2022年9月以来逆ザヤ状態(受け入れ利息<支払利息)となっており恒常的な赤字に陥っている。米国財務省への納付金は止まったままになっている(支払い不能)。FRBは毎週バランスシートの状態を公開しているが、いまや米ドルの発行母体(FRB)は実質的に債務超過状態にある。
ただし、中央銀行ならではの特殊な会計処理(繰り延べ資産処理)で問題視されない状況にある。他の中銀も赤字決算など同様の状況にあることから相対的に目立たなくなっているだけで、何か金融危機的なイベントが起きればこうした事実に市場の目が向けられると思われる。
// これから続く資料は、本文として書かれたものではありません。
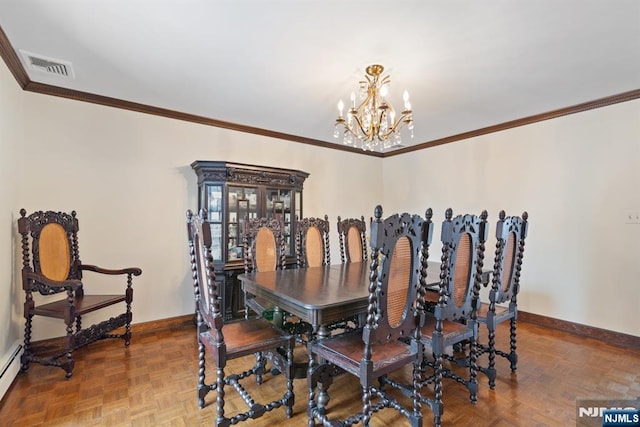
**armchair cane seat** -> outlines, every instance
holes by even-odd
[[[73,298],[73,307],[76,316],[83,316],[92,311],[108,307],[112,304],[125,301],[125,295],[84,295]],[[64,319],[69,302],[66,299],[42,304],[33,309],[33,313],[40,316]]]

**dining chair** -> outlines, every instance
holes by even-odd
[[[522,217],[507,217],[500,211],[496,226],[496,253],[491,280],[489,302],[478,306],[478,322],[485,324],[489,331],[489,341],[478,346],[479,354],[489,354],[488,367],[480,370],[489,377],[489,387],[496,385],[496,355],[509,360],[511,372],[518,364],[516,352],[516,324],[518,320],[518,292],[520,291],[520,273],[524,254],[524,240],[529,229],[529,214]],[[503,304],[503,305],[498,305]],[[504,306],[504,304],[508,304]],[[500,323],[510,321],[509,352],[496,349],[496,330]]]
[[[335,337],[312,340],[307,346],[309,370],[309,426],[316,420],[325,426],[368,426],[383,408],[404,415],[411,426],[422,426],[420,385],[423,358],[417,299],[420,275],[426,270],[424,242],[432,227],[419,215],[392,215],[384,221],[382,207],[371,224],[371,265],[367,318],[364,327]],[[408,338],[403,342],[400,338]],[[379,379],[405,366],[411,367],[411,405],[375,385]],[[329,419],[316,402],[316,387],[327,387],[333,375],[346,372],[359,378],[362,409],[350,417]]]
[[[298,268],[331,264],[329,217],[302,218],[296,223],[296,263]]]
[[[25,292],[23,372],[35,362],[62,368],[69,379],[75,367],[73,352],[79,348],[105,338],[121,338],[126,347],[131,342],[133,276],[140,276],[142,270],[137,267],[114,270],[84,264],[80,260],[78,231],[75,211],[37,211],[27,215],[26,210],[20,210],[18,232],[22,237],[22,288]],[[122,287],[111,294],[91,293],[87,272],[103,277],[122,276]],[[115,307],[121,307],[122,312],[116,313]],[[100,312],[103,313],[102,320],[97,317]],[[84,326],[85,315],[100,321]],[[34,316],[57,319],[61,321],[60,325],[66,326],[66,335],[59,348],[32,344]]]
[[[364,216],[341,219],[338,217],[340,258],[342,263],[367,262],[367,225]]]
[[[285,268],[284,223],[278,216],[273,218],[245,218],[242,223],[242,245],[244,249],[244,271],[275,271]],[[274,309],[254,295],[244,294],[245,319],[253,310],[262,316],[265,309]],[[278,317],[278,312],[274,314]],[[278,323],[278,319],[276,319]],[[281,322],[280,322],[281,323]]]
[[[187,211],[187,237],[198,324],[198,406],[204,407],[207,393],[212,390],[217,392],[216,427],[227,427],[259,418],[281,406],[285,407],[287,418],[290,418],[294,404],[291,364],[294,339],[261,318],[224,322],[218,283],[213,271],[211,228],[206,215],[204,209],[200,211],[200,215],[194,215],[191,210]],[[206,352],[211,355],[216,369],[216,379],[211,384],[205,383]],[[228,372],[228,361],[252,354],[258,359],[253,368],[238,373]],[[250,390],[243,387],[241,380],[253,375],[263,375],[266,372],[267,359],[279,372],[284,373],[286,386],[281,398],[261,404],[254,401]],[[237,391],[242,402],[248,407],[246,411],[233,416],[226,414],[227,386]],[[270,387],[276,385],[271,384]]]
[[[352,262],[366,263],[367,255],[367,225],[364,216],[342,219],[338,216],[338,237],[340,241],[340,260],[343,264]],[[354,316],[332,325],[332,330],[348,331],[364,325],[363,316]]]
[[[432,310],[423,306],[424,321],[421,327],[423,348],[431,351],[432,360],[425,357],[423,368],[431,367],[433,374],[424,379],[433,383],[432,397],[423,396],[434,413],[434,424],[441,425],[444,413],[443,378],[450,378],[466,386],[472,403],[477,401],[477,355],[478,336],[476,303],[480,293],[485,241],[488,231],[487,212],[480,216],[458,215],[447,209],[440,233],[442,256],[438,301]],[[423,280],[426,278],[423,276]],[[423,282],[423,287],[424,284]],[[446,354],[446,349],[457,344],[468,343],[469,355],[465,358],[468,376],[458,375],[453,369],[446,369],[445,359],[456,360]],[[452,367],[457,364],[453,364]]]

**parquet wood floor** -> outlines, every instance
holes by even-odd
[[[498,342],[507,341],[501,325]],[[482,333],[484,333],[484,329]],[[478,403],[472,405],[466,389],[451,381],[444,385],[444,425],[449,426],[568,426],[575,425],[576,399],[640,396],[640,349],[620,348],[525,322],[518,325],[519,365],[516,374],[498,358],[495,390],[480,375]],[[197,345],[192,322],[135,333],[131,347],[102,341],[75,353],[70,380],[59,368],[34,364],[19,374],[0,402],[2,426],[211,426],[215,393],[207,406],[196,402]],[[486,361],[486,356],[481,359]],[[249,367],[253,358],[234,361]],[[209,366],[213,366],[211,362]],[[213,376],[213,370],[208,371]],[[402,373],[401,373],[402,374]],[[251,382],[256,400],[280,393],[282,376],[270,377],[261,387]],[[257,391],[255,391],[257,390]],[[360,407],[360,388],[344,375],[330,389],[330,410],[346,414]],[[306,426],[306,381],[295,381],[294,416],[283,409],[245,423],[247,426]],[[242,403],[227,392],[227,413]],[[425,426],[432,414],[423,408]],[[385,409],[372,426],[404,426],[405,419]]]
今週の見通し:7月米雇用統計雇用者増加数に注意。NY金は1,980~2,030ドル、国内金価格は8,740~8,960円を想定
今週は月初恒例の米国指標目白押しの週となる。追加利上げに関しデータ次第を前面に押し出したFRBゆえに、主要指標の結果に追加利上げ観測の強弱の揺れが金価格にも反映されることになる。
8月1日に7月ISM製造業景況指数、8月2日にADP全米雇用報告(民間雇用)、8月3日にISMサービス業景況指数、そして8月4日に7月の米雇用統計と続く。
前回はADPのデータが、予想22万人増に対し47万7,000人増と大きく上振れする一方で、労働省発表の雇用者増加数は予想を下回る結果となった。ここに来て週間ベースの新規失業保険申請件数こそ減少しているものの、雇用増には歯止めがかかったとの見方もあり、注目したい。
米国の複数のインフレ指標が鈍化を示す中で、最後まで強含みに推移している雇用だが、陰りの兆候を示せば、限月交代で12月物に切り替わっているNY金は、2,000ドル台に乗せる可能性がありそうだ。また、国内円建て価格については、米ドル/円相場が落ち着きを見せるとみられ、米ドル建て価格を反映したものとなりそうだ。今週はNY金のレンジを1,980~2,030ドル、国内金価格を8,740~8,960円と想定している。